After Gun-Control Defeat, NPR Anchor Inskeep Links to Crazy Rant Against NRA As a Satanic Child-Sacrificing Cult

April 18th, 2013 8:25 AM

NPR Morning Edition anchorman Steve Inskeep appears to be an angry man on Twitter this morning after the Senate rejected every gun-control proposal yesterday. He linked to a wild and woolly rant written by leftist journalist Garry Wills on December 15, 2012, the day after the Newtown massacre for the New York Review of Books.

Inskeep tweeted: "Gary [sic] Wills: Newtown not the fault of 'one unhinged person,' but a 'sacrifice' we make to 'our demonic god.'" In an article titled "Our Moloch," Wills compared the gun to Moloch, a god "we sacrifice children to...daily," and the "pope" of this satanic cult is Wayne LaPierre of the National Rifle Association:

That horror cannot be blamed just on one unhinged person. It was the sacrifice we as a culture made, and continually make, to our demonic god. We guarantee that crazed man after crazed man will have a flood of killing power readily supplied him. We have to make that offering, out of devotion to our Moloch, our god. The gun is our Moloch. We sacrifice children to him daily—sometimes, as at Sandy Hook, by directly throwing them into the fire-hose of bullets from our protected private killing machines, sometimes by blighting our children’s lives by the death of a parent, a schoolmate, a teacher, a protector. Sometimes this is done by mass killings (eight this year), sometimes by private offerings to the god (thousands this year).

The gun is not a mere tool, a bit of technology, a political issue, a point of debate. It is an object of reverence. Devotion to it precludes interruption with the sacrifices it entails. Like most gods, it does what it will, and cannot be questioned. Its acolytes think it is capable only of good things. It guarantees life and safety and freedom. It even guarantees law. Law grows from it. Then how can law question it?...

It has the power to turn all our politicians as a class into invertebrate and mute attendants at the shrine. None dare suggest that Moloch can in any way be reined in without being denounced by the pope of this religion, National Rifle Association CEO Wayne LaPierre, as trying to destroy Moloch, to take away all guns. They whimper and say they never entertained such heresy. Many flourish their guns while campaigning, or boast that they have themselves hunted “varmints.” Better that the children die or their lives be blasted than that a politician should risk an election against the dread sentence of NRA excommunication....

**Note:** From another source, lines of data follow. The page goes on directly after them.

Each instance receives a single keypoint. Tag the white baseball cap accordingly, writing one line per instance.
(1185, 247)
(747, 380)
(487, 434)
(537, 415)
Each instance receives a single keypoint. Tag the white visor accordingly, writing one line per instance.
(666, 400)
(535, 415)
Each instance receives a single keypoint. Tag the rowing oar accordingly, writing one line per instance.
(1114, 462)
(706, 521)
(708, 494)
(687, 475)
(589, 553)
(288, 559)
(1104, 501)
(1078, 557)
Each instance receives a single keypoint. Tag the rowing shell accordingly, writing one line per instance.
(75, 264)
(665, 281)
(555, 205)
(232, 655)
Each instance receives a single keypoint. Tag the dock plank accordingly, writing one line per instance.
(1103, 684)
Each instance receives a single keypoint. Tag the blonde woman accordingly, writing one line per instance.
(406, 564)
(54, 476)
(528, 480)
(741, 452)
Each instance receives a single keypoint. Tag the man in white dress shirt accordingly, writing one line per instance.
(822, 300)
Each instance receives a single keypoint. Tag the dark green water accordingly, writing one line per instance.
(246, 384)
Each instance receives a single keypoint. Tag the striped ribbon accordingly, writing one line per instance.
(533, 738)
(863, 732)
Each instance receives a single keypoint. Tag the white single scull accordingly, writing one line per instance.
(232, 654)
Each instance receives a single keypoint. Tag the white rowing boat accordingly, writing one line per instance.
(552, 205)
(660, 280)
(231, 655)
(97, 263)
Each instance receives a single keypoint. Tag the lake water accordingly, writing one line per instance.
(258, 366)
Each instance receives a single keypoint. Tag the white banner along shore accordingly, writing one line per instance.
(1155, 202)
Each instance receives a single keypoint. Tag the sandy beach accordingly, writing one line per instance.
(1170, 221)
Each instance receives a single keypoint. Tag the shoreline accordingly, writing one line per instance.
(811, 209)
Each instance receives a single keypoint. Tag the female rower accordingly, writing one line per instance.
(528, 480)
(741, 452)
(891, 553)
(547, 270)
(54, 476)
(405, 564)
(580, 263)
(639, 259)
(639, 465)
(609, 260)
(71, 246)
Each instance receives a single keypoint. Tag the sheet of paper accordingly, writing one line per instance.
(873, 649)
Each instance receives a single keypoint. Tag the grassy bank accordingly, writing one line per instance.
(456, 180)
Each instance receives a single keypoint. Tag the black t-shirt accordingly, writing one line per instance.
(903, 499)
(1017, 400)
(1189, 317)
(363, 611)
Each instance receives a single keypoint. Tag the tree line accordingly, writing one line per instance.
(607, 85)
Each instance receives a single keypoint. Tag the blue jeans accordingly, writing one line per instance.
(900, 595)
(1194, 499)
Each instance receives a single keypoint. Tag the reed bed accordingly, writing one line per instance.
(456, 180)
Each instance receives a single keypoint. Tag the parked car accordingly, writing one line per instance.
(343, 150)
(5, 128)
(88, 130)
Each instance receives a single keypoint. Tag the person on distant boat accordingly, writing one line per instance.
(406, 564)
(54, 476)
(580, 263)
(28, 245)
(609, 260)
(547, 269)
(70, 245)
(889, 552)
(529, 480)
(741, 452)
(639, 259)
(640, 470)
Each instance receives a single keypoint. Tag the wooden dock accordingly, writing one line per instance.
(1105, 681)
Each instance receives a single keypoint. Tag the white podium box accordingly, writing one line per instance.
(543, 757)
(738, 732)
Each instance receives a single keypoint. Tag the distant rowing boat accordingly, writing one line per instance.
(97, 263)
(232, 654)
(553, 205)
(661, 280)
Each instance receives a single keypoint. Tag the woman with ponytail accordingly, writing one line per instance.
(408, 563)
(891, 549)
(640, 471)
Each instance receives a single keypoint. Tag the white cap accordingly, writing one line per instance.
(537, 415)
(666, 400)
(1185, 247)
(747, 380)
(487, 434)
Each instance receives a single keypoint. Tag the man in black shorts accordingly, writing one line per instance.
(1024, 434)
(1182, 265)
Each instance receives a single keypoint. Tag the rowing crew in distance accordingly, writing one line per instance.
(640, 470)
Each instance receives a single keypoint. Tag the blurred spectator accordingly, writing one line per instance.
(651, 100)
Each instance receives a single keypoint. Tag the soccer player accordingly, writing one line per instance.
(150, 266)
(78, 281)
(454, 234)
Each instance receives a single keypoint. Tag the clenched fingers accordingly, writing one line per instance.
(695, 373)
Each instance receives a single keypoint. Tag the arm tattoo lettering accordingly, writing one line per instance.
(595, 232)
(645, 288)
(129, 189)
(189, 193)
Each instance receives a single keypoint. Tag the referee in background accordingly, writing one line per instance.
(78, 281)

Though LaPierre is the pope of this religion, its most successful Peter the Hermit, preaching the crusade for Moloch, was Charlton Heston, a symbol of the Americanism of loving guns. I have often thought that we should raise a statue of Heston at each of the many sites of multiple murders around our land. We would soon have armies of statues, whole droves of Heston acolytes standing sentry at the shrines of Moloch dotting the landscape. Molochism is the one religion that can never be separated from the state. The state itself bows down to Moloch, and protects the sacrifices made to him. So let us celebrate the falling bodies and rising statues as a demonstration of our fealty, our bondage, to the great god Gun.

I asked Inskeep on Twitter if he was endorsing this article, and he replied, "That's an odd question. You haven't asked it when I have quoted views of gun rights activists." I don't recall any recent quotes from gun-rights activists (and can't find any in the last week or so).

PS: A quick Nexis search shows NPR has only mentioned Moloch in connection with celebrating the radical-left beat poet Allen Ginsberg, as in this appreciation from October 27, 2006:

JOHN McCHESNEY: Moloch, a Canaanite god of fire to whom children were sacrificed became, for Ginsberg, the symbol of rational, industrial capitalism.

ALLEN GINSBERG: What sinks of cement and aluminum bash open their skulls and ate up their brains and imagination? Moloch. Moloch, whose factories dream and croak in the fog. Moloch, whose smokestacks and antennae crown the cities. Moloch, whose love is endless oil and stone. Moloch, whose soul is electricity and banks.